Skip to main content

B-Tree

Overview​

A B-Tree is a self-balancing tree data structure that maintains sorted data and allows for efficient operations such as insertion, deletion, and search. B-Trees are particularly well-suited for systems that read and write large blocks of data, such as databases and filesystems.
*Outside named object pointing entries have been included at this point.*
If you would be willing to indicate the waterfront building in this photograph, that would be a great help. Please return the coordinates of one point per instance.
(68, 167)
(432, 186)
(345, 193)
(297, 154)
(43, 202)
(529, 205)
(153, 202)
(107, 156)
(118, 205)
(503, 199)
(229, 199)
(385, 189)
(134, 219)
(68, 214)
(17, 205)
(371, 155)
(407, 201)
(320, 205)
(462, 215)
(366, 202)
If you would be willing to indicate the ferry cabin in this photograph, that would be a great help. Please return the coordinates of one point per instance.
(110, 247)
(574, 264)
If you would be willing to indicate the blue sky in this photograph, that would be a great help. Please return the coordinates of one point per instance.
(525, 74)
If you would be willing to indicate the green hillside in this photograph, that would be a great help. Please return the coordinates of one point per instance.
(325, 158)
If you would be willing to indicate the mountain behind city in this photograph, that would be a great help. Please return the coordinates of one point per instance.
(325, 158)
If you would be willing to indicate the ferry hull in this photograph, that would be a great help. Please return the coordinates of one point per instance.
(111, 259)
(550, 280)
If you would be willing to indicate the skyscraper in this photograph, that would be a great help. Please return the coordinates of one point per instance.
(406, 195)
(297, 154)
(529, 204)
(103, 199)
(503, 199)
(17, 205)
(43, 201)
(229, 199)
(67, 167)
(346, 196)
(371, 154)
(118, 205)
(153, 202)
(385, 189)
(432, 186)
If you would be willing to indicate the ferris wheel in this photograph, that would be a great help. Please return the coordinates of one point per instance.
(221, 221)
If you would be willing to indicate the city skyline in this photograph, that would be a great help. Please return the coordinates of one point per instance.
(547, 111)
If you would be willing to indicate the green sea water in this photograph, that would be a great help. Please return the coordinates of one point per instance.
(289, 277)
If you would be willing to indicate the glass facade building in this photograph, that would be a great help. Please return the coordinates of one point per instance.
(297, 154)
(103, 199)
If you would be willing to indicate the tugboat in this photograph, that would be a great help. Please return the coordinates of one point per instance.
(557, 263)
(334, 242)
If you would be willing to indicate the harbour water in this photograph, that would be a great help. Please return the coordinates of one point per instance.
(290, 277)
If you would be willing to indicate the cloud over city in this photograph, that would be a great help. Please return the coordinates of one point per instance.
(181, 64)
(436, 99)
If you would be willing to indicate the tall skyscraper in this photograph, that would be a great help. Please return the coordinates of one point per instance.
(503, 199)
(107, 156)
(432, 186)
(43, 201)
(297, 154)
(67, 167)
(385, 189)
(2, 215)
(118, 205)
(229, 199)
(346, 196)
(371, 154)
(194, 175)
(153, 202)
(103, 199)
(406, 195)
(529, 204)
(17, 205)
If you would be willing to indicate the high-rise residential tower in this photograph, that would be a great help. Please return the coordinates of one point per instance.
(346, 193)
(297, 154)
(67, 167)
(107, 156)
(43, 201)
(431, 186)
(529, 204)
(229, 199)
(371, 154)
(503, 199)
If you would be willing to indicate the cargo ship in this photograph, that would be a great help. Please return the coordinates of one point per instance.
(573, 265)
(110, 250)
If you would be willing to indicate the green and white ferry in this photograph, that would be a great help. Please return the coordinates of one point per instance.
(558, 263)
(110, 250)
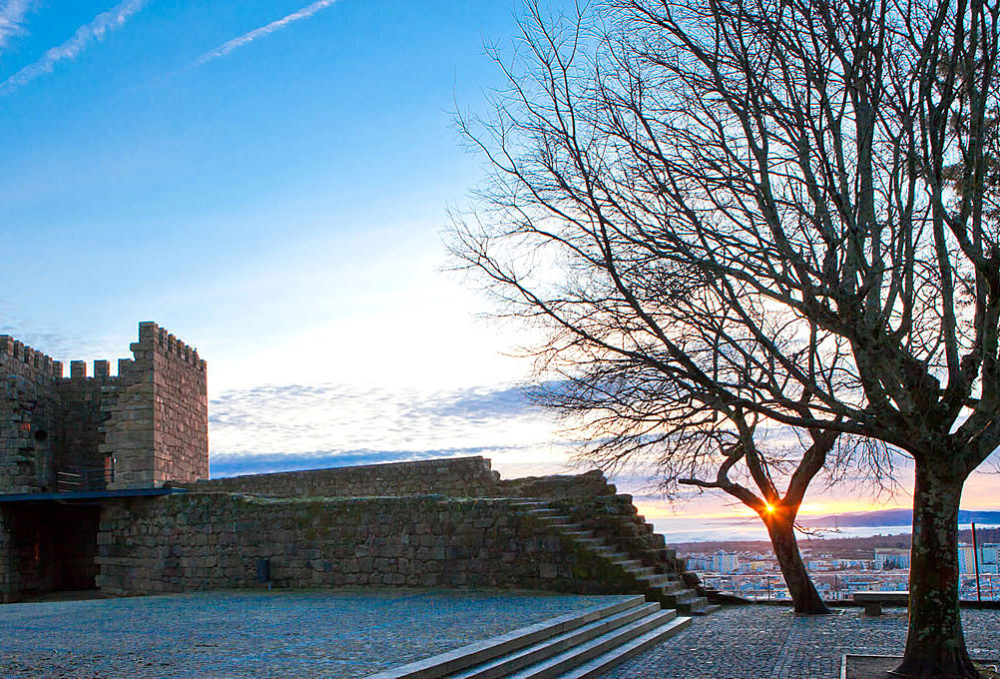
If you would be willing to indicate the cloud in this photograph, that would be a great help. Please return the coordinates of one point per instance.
(296, 418)
(12, 19)
(111, 20)
(236, 43)
(250, 463)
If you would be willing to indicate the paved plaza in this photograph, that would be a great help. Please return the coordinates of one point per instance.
(235, 634)
(771, 642)
(349, 634)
They ensure that the tree remains balanced, allowing for operations to be performed in O(log n) time.

Features​

  • Balanced Structure: All leaf nodes are at the same level, ensuring that the tree remains balanced.
  • Node Capacity: Each node can contain a variable number of keys and children, defined by a minimum degree ( t ).
  • Dynamic Growth: B-Trees can grow and shrink dynamically as keys are added or removed, maintaining balance without requiring rebalancing operations.

Table of Contents​

How It Works​

In a B-Tree:

  • Each node can contain multiple keys and children, allowing for a more compact representation of data.
  • The tree maintains a balanced structure where the number of keys in each node is kept within a defined range, ensuring efficient operations.

Balancing Techniques​

  1. Node Splitting: When a node becomes full, it is split into two nodes, and the median key is promoted to the parent node.
  2. Merging Nodes: If a node becomes underflowed after deletion, it may borrow a key from a sibling or merge with a sibling.

Operations​

Insertion​

To insert a new value:

  1. Start at the root and find the appropriate leaf node.
  2. If the leaf node has fewer than ( 2t - 1 ) keys, insert the key directly.
  3. If the leaf node is full, split the node and promote the median key to the parent.

Deletion​

Deletion is performed as follows:

  1. Locate the key in the tree.
  2. If the key is in a leaf node, remove it directly.
  3. If the key is in an internal node, replace it with its predecessor or successor and delete that key.
  4. If the node becomes underflowed, perform necessary operations to maintain the B-Tree properties.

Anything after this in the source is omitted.